Marty A. Lowe Tempers the Sleekness of an Italian-Made Megayacht With Laid-Back Touches
Marty A. Lowe has been masterminding yacht interiors for thirty-odd years—ever since, as a recent design school graduate, she was introduced to a boatbuilding executive at a family wedding. In the intervening three decades, Lowe has worked on myriad seacraft, but claims she’s found her ideal model in the SL86 motor yacht from noted Italian maker Sanlorenzo. “It’s a sweet spot for me: just the right size,” she says of the 27-meter-long three-deck cruiser, prized for its racy profile, voluminous interior, and uber customizability. “It’s a very innovative yacht, from a very innovative company,” the first to introduce such elements as terraces and asymmetrical massing, Lowe explains.
Her first SL86 commission was the prototype that introduced the model to the American market, which trends more casual than its European counterpart. Lowe collaborated closely with the naval architect and engineer to finesse the exterior profile and the placements of systems. She approaches this step in the process methodically and meditatively: “The shipyard builds a 2-foot model in the concept stage, and then I stare and stare and stare at it before tweaking the proportions.” The SL86 has floor-to-ceiling windows midship, where she advocated slightly lowering the fiberglass bulwarks to admit more light—“a kind of controversial move,” she says. Also in the name of expansiveness, she tucked LEDs into linear recesses in the lacquered ceiling and floated companionway treads on stainless steel stringers to preserve sight lines through the adjacent window.
Lowe’s interior scheme exhibits utter restraint and a tantalizing tactility, her self-described wabi-sabi approach to materiality a foil to the sleek architecture. “It’s fun to play off precise lines with something organic and imperfect,” she notes. Flooring throughout is distressed plain-sawn oak with a surface imprint evocative of linen-wrapped timber. Cladding cabinetry and some bulkheads are pine planks that Lowe had soaked to draw out the grain and then whitewashed to tone down the coloration. Modular slabs of face-carved, backlit Carrara marble bring a statuesque bearing to the dining area. Swaths of pezzara, interweaving leather and slubby cotton, accent walls in the master stateroom and companionway. “I like a lot of texture,” Lowe says. “I’m always pleased when I see people touching surfaces as they walk through a space I designed.” (She laughingly admits this tends to frustrate boat crews, known to silently trail behind with polishing cloths.)
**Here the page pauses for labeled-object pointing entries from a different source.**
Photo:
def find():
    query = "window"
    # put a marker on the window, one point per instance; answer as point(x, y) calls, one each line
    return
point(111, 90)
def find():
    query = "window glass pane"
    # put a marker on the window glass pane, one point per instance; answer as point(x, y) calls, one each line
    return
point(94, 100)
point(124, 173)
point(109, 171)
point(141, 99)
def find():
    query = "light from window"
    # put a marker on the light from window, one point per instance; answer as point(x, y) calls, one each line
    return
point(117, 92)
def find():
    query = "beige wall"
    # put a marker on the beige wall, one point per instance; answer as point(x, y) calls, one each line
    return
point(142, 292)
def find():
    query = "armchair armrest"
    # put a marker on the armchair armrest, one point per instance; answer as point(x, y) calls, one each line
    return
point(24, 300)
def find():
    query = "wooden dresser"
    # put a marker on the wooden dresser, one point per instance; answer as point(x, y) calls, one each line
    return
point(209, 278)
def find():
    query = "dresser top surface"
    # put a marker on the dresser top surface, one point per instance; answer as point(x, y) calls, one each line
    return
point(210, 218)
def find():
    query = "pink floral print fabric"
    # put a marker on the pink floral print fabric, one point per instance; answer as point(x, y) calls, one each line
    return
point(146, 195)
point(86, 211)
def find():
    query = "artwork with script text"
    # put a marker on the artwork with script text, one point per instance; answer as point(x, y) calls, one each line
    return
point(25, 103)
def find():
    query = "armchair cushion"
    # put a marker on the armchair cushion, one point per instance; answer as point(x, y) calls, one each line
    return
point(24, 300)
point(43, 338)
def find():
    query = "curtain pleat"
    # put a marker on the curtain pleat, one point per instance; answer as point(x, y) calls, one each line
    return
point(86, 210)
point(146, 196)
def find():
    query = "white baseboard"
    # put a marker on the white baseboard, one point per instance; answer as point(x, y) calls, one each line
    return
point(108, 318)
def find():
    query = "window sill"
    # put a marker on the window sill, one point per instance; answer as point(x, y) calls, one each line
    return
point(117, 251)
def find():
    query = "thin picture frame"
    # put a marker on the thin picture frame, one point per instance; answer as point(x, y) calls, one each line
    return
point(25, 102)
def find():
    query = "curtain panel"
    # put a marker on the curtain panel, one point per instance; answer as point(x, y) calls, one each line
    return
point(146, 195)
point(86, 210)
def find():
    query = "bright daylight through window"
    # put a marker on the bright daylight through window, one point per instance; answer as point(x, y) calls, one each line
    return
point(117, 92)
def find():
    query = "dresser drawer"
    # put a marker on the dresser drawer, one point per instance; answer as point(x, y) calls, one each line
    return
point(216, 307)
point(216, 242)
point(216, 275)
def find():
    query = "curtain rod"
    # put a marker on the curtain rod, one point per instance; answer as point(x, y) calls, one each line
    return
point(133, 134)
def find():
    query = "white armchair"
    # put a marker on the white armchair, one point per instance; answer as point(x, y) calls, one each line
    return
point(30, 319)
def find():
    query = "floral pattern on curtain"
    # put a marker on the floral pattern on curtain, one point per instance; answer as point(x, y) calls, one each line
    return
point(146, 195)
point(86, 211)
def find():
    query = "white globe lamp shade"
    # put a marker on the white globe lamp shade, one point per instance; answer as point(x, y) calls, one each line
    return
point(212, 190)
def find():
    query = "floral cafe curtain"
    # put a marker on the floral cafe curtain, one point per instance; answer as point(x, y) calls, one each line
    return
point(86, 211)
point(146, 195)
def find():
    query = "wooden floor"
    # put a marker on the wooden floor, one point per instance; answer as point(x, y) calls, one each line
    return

The vessel debuted at Florida’s Fort Lauderdale International Boat Show two years ago. There it was purchased by entrepreneur Adam Sandow, chairman and CEO of SANDOW, whose portfolio encompasses various media titles (Interior Design, Galerie, NewBeauty, and Luxe Interiors + Design), fashion brand Fred Segal, global materials consultancy Material ConneXion, and game-changing technology and logistics platform Material Bank. Sandow, who frequently travels between his offices in New York and Boca Raton, had been wanting a yacht for business use.
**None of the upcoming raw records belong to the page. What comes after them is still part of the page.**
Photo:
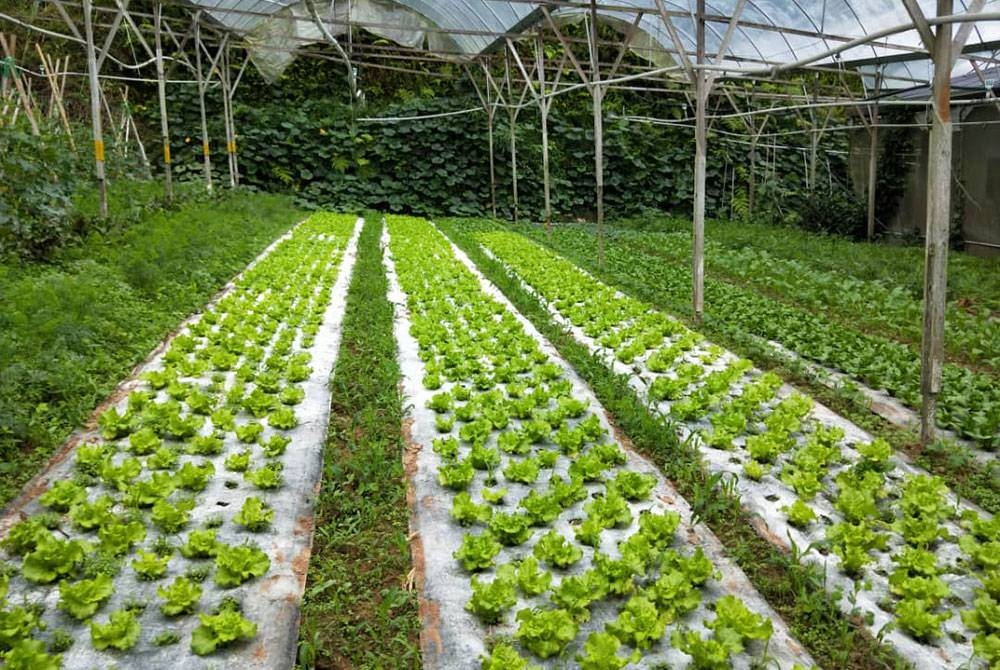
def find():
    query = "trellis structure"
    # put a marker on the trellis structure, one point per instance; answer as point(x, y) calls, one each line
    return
point(701, 45)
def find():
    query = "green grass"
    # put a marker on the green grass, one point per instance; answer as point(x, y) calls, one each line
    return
point(795, 591)
point(71, 330)
point(971, 277)
point(358, 612)
point(979, 483)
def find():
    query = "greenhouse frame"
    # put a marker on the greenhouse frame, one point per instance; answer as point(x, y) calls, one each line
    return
point(717, 65)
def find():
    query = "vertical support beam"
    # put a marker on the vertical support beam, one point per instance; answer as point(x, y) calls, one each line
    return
point(205, 151)
point(226, 104)
point(161, 83)
point(938, 220)
point(490, 117)
point(95, 108)
point(512, 128)
point(543, 103)
point(700, 161)
point(873, 160)
point(597, 96)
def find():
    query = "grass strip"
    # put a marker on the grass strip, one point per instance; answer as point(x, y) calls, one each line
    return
point(70, 331)
point(795, 591)
point(357, 611)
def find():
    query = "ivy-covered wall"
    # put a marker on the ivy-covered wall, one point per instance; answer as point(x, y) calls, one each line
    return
point(300, 135)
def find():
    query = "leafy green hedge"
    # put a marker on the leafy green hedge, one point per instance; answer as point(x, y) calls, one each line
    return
point(437, 166)
point(69, 332)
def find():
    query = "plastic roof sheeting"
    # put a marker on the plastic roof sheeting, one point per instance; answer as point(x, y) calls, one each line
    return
point(769, 32)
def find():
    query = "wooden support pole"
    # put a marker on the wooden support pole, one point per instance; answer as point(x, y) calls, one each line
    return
point(490, 117)
point(95, 108)
point(938, 220)
point(700, 161)
point(543, 107)
point(226, 101)
point(512, 129)
point(56, 101)
point(205, 151)
point(597, 96)
point(873, 162)
point(161, 85)
point(10, 49)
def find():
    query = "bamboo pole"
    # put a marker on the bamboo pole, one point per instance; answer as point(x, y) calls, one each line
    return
point(873, 161)
point(205, 150)
point(161, 85)
point(56, 103)
point(10, 49)
point(226, 103)
point(512, 128)
point(95, 108)
point(597, 98)
point(544, 104)
point(938, 219)
point(700, 160)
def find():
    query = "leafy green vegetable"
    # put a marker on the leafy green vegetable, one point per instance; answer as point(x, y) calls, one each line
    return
point(601, 653)
point(639, 624)
point(531, 579)
point(237, 564)
point(254, 515)
point(510, 529)
point(121, 632)
point(82, 599)
point(149, 566)
point(467, 513)
point(52, 558)
point(545, 632)
point(180, 597)
point(491, 599)
point(477, 551)
point(554, 549)
point(220, 630)
point(505, 657)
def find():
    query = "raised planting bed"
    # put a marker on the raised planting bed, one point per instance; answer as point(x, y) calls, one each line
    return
point(540, 539)
point(969, 402)
point(898, 548)
point(176, 531)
Lowe had indeed designed the yacht, which sleeps eight (plus three crew members), with group entertaining in mind. “More clients these days have kids and want to spend quality time at sea together,” she points out. That being said, Lowe carved out different hangout zones so that guests feel less on top of one other. “I really exploited all the outdoor spaces the SL86 offers by establishing a series of lounge and conversation areas,” she says. The kids can congregate up at the bow, for instance, while mom and dad chill at the bar midship. Such spatial variety is also good for another reason: “Dining is a big focus when you’re cruising, and the crew works hard to make each meal special,” Lowe notes. “We took that idea one step further by introducing numerous eating areas here.” There’s the Norman Foster glass-top Nomos table in the salon, a pair of cozy dinette tables under the galley’s leather-accented skylight, a 10-seater up on the fly bridge, and cocktail tables servicing the decks’ minimalist Francesco Rota sun beds and lounges.
Sandow, an architecture and design buff who fell for the Sanlorenzo brand’s philosophy and approach—“their quality and attention to detail are like nothing I’ve ever seen”—made minimal modifications once he took possession. “Marty has such a thoughtful and modern aesthetic,” he says. He mostly added lighting, accessories, and select furnishings, as well as a curated selection of prints and sculptures from his extensive art collection. “I hand-picked some of my favorite pieces, such as Andy Warhol’s Paris Review and Speedy Graphito’s House of Cards,” which sits on a leather-top console. Graffiti-inflected works by KAWS, Pure Evil, and Keith Haring add a karate chop of color, not to mention irreverence, to the otherwise beachy-neutral tone-on-tone décor. “I provided him a pure palette to add to,” Lowe says. Pure, perhaps; purely livable, for sure.
Project Team: Officina Italiana Design: Yacht Architecture.